# Steering wheel buttons



## Papa Rad (Apr 30, 2012)

the 'next' button, the one in the center, has broke off. I was able to pull it and check everything out, it is held on by 2 little plastic tabs in the back that have broke. without the tabs holding it in place it just simply rattles around in there. is there any way I can secure it and still have it functional?
here of some pics of what im talking about


----------



## GTO JUDGE (May 14, 2005)

epoxy it?


----------



## Papa Rad (Apr 30, 2012)

GTO JUDGE said:


> epoxy it?


i tried gorilla super glue and couldn't get it to stay on. the first time that stuff has never worked for me.


----------



## GTO JUDGE (May 14, 2005)

gorilla glue needs one surface to be wet for it to adhere too. When it begins to cure it foams and expands. Plastic is not porous and that glue probably won't work as you have found besides it may be a nightmare for you on something like this. Try a 2 part epoxy. OR... if you don't care if it ever needs to be removed try JB weld (just a little dab on the contact points. You'll never get it off again though. 

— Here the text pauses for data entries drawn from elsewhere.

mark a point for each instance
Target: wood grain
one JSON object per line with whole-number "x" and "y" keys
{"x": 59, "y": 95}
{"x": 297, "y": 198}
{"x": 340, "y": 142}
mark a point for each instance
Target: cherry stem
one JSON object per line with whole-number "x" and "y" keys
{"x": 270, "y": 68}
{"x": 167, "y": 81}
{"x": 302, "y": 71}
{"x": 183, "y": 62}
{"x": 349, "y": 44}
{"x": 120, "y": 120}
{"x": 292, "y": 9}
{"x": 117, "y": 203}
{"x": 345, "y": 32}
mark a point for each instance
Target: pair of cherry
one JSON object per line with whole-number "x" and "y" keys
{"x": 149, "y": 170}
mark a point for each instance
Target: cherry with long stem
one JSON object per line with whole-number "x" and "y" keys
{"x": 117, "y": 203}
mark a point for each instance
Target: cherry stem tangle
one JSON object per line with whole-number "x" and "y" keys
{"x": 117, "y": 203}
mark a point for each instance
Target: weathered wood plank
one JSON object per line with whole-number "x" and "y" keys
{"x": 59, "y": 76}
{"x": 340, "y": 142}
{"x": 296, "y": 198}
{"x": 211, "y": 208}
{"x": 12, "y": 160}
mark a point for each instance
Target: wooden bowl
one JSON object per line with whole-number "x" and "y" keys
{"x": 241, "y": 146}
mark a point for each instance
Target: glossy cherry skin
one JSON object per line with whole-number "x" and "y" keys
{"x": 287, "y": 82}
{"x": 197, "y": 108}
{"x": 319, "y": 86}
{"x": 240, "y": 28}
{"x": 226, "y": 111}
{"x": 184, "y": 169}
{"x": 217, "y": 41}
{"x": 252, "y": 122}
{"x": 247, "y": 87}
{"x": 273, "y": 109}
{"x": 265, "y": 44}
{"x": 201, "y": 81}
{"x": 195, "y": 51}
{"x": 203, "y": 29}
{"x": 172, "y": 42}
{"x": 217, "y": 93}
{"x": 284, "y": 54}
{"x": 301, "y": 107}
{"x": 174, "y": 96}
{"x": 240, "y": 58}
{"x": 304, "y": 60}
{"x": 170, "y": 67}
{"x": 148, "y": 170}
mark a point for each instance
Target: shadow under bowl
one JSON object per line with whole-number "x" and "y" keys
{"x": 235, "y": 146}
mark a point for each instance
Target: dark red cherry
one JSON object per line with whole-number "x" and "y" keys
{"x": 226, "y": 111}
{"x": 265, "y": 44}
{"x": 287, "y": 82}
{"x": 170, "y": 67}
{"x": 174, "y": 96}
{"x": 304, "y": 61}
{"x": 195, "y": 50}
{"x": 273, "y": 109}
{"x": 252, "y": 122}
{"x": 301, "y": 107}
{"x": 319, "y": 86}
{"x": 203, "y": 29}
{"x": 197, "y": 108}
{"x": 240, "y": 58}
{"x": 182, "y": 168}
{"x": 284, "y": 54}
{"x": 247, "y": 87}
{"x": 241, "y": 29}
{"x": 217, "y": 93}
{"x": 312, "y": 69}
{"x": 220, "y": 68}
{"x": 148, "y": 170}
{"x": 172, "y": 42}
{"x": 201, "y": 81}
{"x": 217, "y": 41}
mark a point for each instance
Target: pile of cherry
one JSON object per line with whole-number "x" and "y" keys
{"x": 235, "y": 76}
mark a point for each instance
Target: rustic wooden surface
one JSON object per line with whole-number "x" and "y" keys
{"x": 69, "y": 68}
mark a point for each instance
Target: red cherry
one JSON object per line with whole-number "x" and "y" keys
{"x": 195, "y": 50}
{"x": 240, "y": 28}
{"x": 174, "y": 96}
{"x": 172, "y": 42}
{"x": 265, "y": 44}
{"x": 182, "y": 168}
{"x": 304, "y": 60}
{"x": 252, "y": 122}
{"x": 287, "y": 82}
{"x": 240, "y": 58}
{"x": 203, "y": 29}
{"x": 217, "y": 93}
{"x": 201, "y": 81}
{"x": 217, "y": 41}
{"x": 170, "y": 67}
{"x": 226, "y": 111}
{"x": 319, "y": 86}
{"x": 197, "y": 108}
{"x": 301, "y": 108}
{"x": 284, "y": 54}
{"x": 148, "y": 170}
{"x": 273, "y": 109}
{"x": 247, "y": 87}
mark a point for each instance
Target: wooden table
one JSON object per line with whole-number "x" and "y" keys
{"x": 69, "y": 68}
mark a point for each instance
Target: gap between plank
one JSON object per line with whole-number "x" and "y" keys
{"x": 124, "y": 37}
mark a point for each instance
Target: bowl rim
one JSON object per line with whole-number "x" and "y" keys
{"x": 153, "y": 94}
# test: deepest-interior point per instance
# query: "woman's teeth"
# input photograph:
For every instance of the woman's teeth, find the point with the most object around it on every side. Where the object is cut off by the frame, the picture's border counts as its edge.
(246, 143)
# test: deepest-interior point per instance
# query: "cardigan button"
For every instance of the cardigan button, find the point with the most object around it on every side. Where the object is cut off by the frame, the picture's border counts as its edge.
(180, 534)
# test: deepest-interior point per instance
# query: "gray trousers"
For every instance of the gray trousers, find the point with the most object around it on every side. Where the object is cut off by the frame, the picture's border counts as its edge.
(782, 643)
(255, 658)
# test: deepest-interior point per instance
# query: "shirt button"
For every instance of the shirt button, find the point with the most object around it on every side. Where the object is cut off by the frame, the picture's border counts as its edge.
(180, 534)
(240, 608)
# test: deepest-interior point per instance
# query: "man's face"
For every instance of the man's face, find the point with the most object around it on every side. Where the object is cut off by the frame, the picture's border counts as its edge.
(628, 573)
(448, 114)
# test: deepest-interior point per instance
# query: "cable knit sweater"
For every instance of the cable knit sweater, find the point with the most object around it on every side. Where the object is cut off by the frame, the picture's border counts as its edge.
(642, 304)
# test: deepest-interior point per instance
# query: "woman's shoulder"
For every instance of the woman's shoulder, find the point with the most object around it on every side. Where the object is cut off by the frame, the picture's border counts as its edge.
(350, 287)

If it were me I'd try hot glue if that don't work wrapping the sides with black electrical tape to make it snug. Force it in see if it works then use a fine exacto knife to trim excess tape away. If you get it to stay and looks good don't use the button use the dash control.


----------



## Papa Rad (Apr 30, 2012)

^not that kind. I used the super glue kind. its clear, doesn't foam, and doesn't need to have a surface wet and dries in minuets. best stuff EVER!. I like the hot glue idea, might give that a shot after work. I just wish there was a way I could get in there to put a zip tie around it, I would think that would hold it in place decent and keep it functional.


----------



## Papa Rad (Apr 30, 2012)

Just an update, I finally got around to working on it. the hot glue it most definitely the way to go for this. an entire new switch was going to be WAY to much. I started by putting a decent bead along the back of it where it was broke, after letting it dry it wasn't quite secure so I pulled it up a bit and put a small dap along the outer edge to hold it in place good. after letting it dry its in secure and it takes a harder push, but is still functional.


----------



## GTO JUDGE (May 14, 2005)

Papa Rad said:


> Just an update, I finally got around to working on it. the hot glue it most definitely the way to go for this. an entire new switch was going to be WAY to much. I started by putting a decent bead along the back of it where it was broke, after letting it dry it wasn't quite secure so I pulled it up a bit and put a small dap along the outer edge to hold it in place good. after letting it dry its in secure and it takes a harder push, but is still functional.


glad it worked.


----------